Two Big Beautiful Tax Deductions: What Employers Need to Know

On July 4, 2025, President Donald Trump signed the “One Big Beautiful Bill” into law. Among its sweeping provisions are two significant changes for wage and hour compliance that employers should be aware of: the creation of federal income tax deductions for employee tips and certain overtime compensation. Both changes are poised to impact businesses and workers beginning in the 2025 tax year and lasting until 2028.

No Tax on Tips

Previously, the IRS treated all voluntary cash and non-cash tips as taxable income that was required to be reported to employers monthly. However, effective January 1, 2025, employees who “customarily and regularly received tips on or before December 31, 2024,” may now deduct up to $25,000 in tips from their federal taxable income. This deduction phases out for earners whose adjusted gross income exceeds $150,000, reducing the deduction by $100 for each $1,000.

No Tax on Overtime

The Bill also establishes a tax deduction for “qualified overtime compensation,” defined as “overtime compensation paid to an individual required under Section 7 of the Fair Labor Standards Act [(FLSA)] that is in excess of the regular rate.” Employees may deduct $12,500 in qualified overtime pay from federal taxable income. Similarly, this deduction phases out for earners whose adjusted gross income exceeds $150,000.

Note: This deduction does not apply to overtime required under state laws or collective bargaining agreements.

What Employers Need to Know

These deductions are in addition to the standard deduction for individual income tax filers and require updated payroll reporting practices. To ensure compliance, employers must:

  • Ensure accurate tracking of tips and qualified overtime compensation;
  • Report the total amount of tips and/or qualified overtime compensation on Forms W-2 and 1099; and
  • Include occupation details of the recipient on the applicable tax form.

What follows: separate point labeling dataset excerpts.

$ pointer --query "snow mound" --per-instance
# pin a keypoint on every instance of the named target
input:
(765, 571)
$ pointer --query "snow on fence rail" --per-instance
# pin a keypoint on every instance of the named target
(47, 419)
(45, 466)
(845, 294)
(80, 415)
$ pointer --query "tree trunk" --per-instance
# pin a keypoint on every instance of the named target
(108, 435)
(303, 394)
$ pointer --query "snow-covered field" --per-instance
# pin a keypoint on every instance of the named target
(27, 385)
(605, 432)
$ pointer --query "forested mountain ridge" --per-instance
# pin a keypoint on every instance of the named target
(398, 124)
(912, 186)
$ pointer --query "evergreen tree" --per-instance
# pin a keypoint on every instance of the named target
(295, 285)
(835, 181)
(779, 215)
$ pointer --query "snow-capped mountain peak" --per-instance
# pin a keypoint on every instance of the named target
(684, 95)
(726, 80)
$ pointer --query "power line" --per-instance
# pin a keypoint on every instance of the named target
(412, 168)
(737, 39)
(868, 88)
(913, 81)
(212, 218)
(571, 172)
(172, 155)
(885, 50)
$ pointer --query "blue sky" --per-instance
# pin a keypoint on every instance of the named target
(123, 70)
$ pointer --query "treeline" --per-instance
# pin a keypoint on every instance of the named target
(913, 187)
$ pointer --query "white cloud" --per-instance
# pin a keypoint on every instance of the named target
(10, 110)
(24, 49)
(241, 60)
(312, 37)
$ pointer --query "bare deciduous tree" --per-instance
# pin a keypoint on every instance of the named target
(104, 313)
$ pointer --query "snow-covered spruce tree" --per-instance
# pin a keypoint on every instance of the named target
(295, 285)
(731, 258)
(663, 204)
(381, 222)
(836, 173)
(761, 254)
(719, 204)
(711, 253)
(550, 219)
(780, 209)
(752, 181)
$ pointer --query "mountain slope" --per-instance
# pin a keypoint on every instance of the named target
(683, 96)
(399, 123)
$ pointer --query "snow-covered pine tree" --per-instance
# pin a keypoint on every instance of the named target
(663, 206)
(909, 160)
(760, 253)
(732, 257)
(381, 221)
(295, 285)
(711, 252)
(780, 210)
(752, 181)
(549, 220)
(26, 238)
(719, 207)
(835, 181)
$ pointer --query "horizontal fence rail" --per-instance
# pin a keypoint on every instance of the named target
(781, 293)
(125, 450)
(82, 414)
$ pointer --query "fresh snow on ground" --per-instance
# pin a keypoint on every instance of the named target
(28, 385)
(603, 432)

The IRS will provide transition relief for the 2025 tax year to employers subject to these new reporting requirements. Although the IRS has not yet issued formal guidance, the KMK Labor & Employment Team is closely monitoring developments and will provide updates as regulatory guidance becomes available. In the meantime, employers should begin reviewing their reporting practices to prepare for compliance in the 2025 tax year.